Giró el teléfono para que Jimena pudiera ver la pantalla. Era una transmisión de video en vivo. Dos hombres estaban de pie en un acantilado con vistas a un océano gris y agitado. Entre ellos, suspendida de una cuerda, había una bolsa para cadáveres.

"¿Sabes dónde está el cuerpo de tu padre antes del funeral, Jimena?", preguntó Cornelio, su voz escalofriantemente tranquila. "Es un lugar encantador. Muy pintoresco. Pero con una caída considerable".

El aire abandonó los pulmones de Jimena. Miró la pantalla, la forma de su padre, reducida a un accesorio en el enfermo juego de Cornelio.

"No lo harías", susurró, su voz temblando.

"Dime dónde está Kenia, y tu padre tendrá el entierro digno que se merece", dijo Cornelio. "Guarda silencio, y bueno... siempre le encantó el mar".

"¡Te digo que no lo sé!", gritó, lágrimas de rabia y terror corriendo por su rostro. "¡No hice nada!".

"¡Está mintiendo!", chilló Eugenia. "¡Tírenlo!".

"Última oportunidad, Jimena", dijo Cornelio.

"¡Por favor, Cornelio, no! ¡Es mi padre!", sollozó, cayendo de rodillas, el dolor en sus pies olvidado.

Cornelio la miró, su rostro una máscara de piedra. Habló por el teléfono. "Suéltenlo".

En la pantalla, los dos hombres soltaron la cuerda. La bolsa para cadáveres se desplomó, desapareciendo en las violentas olas de abajo.

Un sonido de pura agonía fue arrancado de la garganta de Jimena. Fue el sonido de su alma partiéndose en dos.

Cornelio colgó, su rostro impasible. "Una lástima".

Él y Eugenia se dieron la vuelta para irse, pero justo en ese momento, el teléfono de Cornelio volvió a sonar. Era Don Dagoberto de la Torre.

"La encontramos", la voz de Don Dagoberto retumbó a través del altavoz. "La pequeña idiota se escapó a Las Vegas con algún juguete nuevo. Está bien".

Cornelio se congeló. Miró el teléfono, luego de nuevo a Jimena, que era un montón arrugado y sollozante en el suelo. Por primera vez, un destello de genuino horror cruzó su rostro. Acababa de profanar la memoria de su padre... por nada.

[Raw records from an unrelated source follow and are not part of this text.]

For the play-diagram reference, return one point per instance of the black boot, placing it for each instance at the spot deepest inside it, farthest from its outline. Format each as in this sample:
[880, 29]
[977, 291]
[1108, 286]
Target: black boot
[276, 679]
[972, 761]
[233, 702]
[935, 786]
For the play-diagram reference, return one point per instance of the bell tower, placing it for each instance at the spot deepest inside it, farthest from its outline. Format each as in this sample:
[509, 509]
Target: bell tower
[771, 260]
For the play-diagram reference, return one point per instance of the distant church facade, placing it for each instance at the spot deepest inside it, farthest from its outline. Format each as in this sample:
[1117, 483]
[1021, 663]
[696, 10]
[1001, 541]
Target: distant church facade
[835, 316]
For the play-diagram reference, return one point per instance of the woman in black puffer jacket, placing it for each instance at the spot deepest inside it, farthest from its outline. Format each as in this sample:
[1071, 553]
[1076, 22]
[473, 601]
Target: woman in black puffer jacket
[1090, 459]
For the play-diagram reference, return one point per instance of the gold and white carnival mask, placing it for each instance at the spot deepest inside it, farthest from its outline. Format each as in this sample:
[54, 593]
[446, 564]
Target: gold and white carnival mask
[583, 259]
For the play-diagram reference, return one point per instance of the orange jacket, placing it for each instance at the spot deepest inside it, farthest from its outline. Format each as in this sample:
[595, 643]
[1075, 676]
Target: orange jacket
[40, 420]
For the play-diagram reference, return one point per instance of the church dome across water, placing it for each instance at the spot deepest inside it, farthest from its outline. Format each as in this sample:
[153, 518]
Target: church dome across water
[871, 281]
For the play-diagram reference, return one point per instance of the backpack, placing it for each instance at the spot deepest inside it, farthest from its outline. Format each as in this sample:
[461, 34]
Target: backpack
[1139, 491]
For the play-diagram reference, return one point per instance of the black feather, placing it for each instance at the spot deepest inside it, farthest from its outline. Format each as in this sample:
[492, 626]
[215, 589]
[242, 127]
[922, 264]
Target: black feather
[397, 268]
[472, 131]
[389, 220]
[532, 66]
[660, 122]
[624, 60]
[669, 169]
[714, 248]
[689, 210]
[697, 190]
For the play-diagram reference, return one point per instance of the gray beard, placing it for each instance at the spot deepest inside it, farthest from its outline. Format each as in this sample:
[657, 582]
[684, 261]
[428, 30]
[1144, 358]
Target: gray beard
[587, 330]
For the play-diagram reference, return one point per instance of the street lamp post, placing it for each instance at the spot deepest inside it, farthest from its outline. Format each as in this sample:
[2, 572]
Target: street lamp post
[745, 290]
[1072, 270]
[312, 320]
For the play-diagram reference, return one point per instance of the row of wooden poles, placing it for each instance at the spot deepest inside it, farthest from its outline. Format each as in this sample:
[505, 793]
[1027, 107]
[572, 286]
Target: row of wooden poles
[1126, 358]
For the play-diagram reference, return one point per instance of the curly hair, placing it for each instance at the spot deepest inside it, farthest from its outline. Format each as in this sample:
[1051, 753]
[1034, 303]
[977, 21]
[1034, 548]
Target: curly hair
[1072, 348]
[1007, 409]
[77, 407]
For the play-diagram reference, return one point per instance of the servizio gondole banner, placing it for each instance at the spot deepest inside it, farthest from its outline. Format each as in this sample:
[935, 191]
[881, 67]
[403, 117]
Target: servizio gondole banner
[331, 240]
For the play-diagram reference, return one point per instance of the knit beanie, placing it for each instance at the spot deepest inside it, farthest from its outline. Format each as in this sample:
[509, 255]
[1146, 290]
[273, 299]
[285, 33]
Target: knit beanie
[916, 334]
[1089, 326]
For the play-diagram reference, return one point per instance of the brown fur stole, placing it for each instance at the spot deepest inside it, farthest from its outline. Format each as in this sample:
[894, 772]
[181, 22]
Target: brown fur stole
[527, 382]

Él y Eugenia salieron de la habitación, dejando a Jimena sola con los ecos de sus propios gritos.

Pero en su prisa, a Cornelio se le había caído el teléfono.

Lenta y dolorosamente, Jimena se arrastró por el suelo. Su cuerpo era una sinfonía de dolor: sus pies quemados, sus rodillas en carne viva, su corazón destrozado. Alcanzó el teléfono.

La pantalla seguía encendida, reproduciendo el video en bucle. La bolsa para cadáveres, cayendo, cayendo, cayendo.

Lo vio una vez. Dos veces.

Una nueva ola de dolor y rabia la invadió, tan poderosa que se sintió como un golpe físico. Un grito ahogado escapó de sus labios, y vomitó, un torrente amargo de bilis y desesperación.

Su padre se había ido. Su cuerpo se había ido. Todo se había ido.

Excepto el odio. El odio era todo lo que le quedaba. Y era suficiente. Tendría que serlo.